IMAGE: Public Domain

Un motivador artículo de muy recomendable lectura en Scientific American, «The world solved acid rain. We can also solve climate change«, recuerda a todos los fatalistas que afirman que es imposible abandonar los combustibles fósiles en un período de cinco años que la humanidad ya ha sido anteriormente capaz de solucionar problemas medioambientales tan serios como el agujero en la capa de ozono o la lluvia ácida simplemente tomando las medidas oportunas en plazos similares.

El artículo me ha recordado cómo, durante los años ’90, la lluvia ácida se convirtió en el problema medioambiental más comentado, y nos hizo ver hasta qué punto estaban muriendo los bosques en determinadas áreas, cómo iglesias y estatuas de piedra de siglos de antigüedad iban perdiendo sus detalles, y cómo algunos países se enfrentaron duramente a cuenta de las emisiones de dióxido de azufre y dióxido de nitrógeno que, combinadas con el agua de lluvia, se convertían en los corrosivos ácido sulfúrico o nítrico.

¿Qué pasó? Simplemente, se tomaron las medidas oportunas y se firmaron tratados internacionales que aseguraron su cumplimiento. ¿Eran otras épocas? No, fue hace muy poco. En muy pocos años, Europa fue capaz de reducir sus emisiones en un 84% y los Estados Unidos en un 90%, y el problema, simplemente, pasó a ser algo de mucha menor importancia, y terminó por salir de la agenda internacional. Con el agujero de la capa de ozono pasó lo mismo: tuvimos que escuchar a miles de fatalistas diciendo que era imposible eliminar los aerosoles, que estaban por todas partes y que los países nunca se podrían poner de acuerdo para ello… y llegó el Protocolo de Montreal, el acuerdo medioambiental internacional considerado más exitoso hasta la fecha, y logramos terminar con el uso de la inmensa mayoría de los gases utilizados como refrigerantes, solventes y propelentes de uso amplísimamente distribuido a nivel industrial en todos los países que provocaban la pérdida de ozono. La prohibición entró en vigencia en el año 1989. Los niveles de ozono se estabilizaron a mediados de los años 1990 y empezaron a recuperarse en los años 2000. Se espera que la recuperación continúe a lo largo del siglo XXI y que el agujero de la capa de ozono alcance niveles anteriores a 1980 en torno a 2075.
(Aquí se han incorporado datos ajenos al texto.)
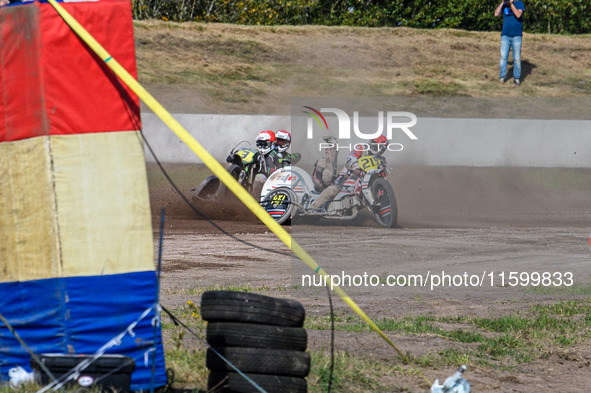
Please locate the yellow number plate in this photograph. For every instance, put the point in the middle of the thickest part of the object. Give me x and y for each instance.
(246, 155)
(367, 163)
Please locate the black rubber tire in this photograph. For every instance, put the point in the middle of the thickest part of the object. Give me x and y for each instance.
(234, 170)
(231, 382)
(386, 214)
(208, 190)
(260, 361)
(250, 335)
(281, 209)
(230, 306)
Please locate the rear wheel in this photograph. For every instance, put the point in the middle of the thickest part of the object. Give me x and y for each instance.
(280, 204)
(385, 210)
(208, 189)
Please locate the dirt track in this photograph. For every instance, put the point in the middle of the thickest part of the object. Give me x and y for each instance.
(455, 220)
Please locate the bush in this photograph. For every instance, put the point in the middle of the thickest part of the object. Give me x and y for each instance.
(541, 16)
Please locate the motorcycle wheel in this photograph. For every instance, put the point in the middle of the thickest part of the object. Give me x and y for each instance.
(280, 204)
(208, 189)
(212, 188)
(386, 211)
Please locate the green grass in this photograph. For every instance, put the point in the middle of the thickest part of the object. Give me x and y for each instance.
(237, 288)
(501, 342)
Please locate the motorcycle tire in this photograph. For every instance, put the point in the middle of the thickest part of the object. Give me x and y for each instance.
(260, 361)
(234, 170)
(222, 382)
(208, 190)
(386, 212)
(251, 335)
(280, 204)
(230, 306)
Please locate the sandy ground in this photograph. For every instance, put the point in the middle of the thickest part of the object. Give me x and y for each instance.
(483, 222)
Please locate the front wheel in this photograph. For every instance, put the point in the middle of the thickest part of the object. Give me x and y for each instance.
(280, 204)
(385, 209)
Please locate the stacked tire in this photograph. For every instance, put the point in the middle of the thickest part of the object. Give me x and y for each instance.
(262, 336)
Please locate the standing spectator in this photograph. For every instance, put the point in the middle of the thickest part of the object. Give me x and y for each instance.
(511, 35)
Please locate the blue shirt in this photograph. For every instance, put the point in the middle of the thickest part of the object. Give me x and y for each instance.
(512, 26)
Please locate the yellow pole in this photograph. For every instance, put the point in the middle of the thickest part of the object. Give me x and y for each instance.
(213, 165)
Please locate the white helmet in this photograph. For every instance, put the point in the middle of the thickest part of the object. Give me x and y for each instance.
(266, 142)
(283, 140)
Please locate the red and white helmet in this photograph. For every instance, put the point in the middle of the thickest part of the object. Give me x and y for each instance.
(283, 140)
(378, 146)
(266, 141)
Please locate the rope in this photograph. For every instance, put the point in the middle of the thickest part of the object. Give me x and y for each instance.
(216, 167)
(33, 355)
(75, 372)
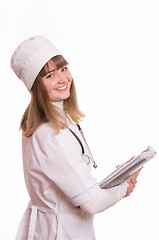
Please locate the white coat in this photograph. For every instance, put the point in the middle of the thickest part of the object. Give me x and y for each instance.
(58, 181)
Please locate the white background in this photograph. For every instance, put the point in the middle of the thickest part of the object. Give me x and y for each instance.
(113, 51)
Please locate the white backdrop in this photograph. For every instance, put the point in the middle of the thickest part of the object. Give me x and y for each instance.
(113, 50)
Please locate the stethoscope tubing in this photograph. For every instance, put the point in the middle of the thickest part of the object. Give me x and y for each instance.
(82, 147)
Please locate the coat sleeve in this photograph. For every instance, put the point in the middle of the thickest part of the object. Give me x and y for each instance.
(60, 160)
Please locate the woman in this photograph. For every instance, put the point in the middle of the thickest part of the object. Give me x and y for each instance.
(64, 195)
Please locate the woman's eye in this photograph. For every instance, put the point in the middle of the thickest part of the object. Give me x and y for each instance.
(64, 69)
(51, 75)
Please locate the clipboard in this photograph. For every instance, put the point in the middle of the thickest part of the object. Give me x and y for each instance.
(125, 170)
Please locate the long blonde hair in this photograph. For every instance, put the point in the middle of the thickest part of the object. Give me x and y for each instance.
(41, 110)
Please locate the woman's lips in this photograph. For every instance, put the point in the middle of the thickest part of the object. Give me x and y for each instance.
(62, 88)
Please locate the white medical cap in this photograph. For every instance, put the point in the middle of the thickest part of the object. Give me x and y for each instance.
(30, 57)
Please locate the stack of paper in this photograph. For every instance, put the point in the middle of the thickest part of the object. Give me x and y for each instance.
(124, 171)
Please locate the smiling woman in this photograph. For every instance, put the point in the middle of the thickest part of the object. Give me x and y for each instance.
(57, 80)
(54, 83)
(64, 195)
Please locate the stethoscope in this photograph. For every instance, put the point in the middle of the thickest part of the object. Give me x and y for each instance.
(86, 157)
Que no os digan que no se puede hacer. Que los combustibles fósiles están por todas partes, que hay muchos países y nunca se pondrán de acuerdo, que si los coches, que si los plásticos… cada vez que escuchéis esa dialéctica envenenada, decidles que si piensan que es imposible, que se aparten y no molesten a los que lo estamos haciendo. Se puede hacer. Simplemente hay que llegar mayoritariamente a una conclusión que no puede tener más apoyo de la ciencia, despreciar a los agoreros que dicen que no se puede, y por pura equidad, compensar razonablemente a algunos de los afectados por el cambio. Sí, compensar. Con dinero contante y sonante. Y esas compensaciones serían, sin duda, las facturas más baratas que la humanidad pueda llegar a pagar en toda su historia.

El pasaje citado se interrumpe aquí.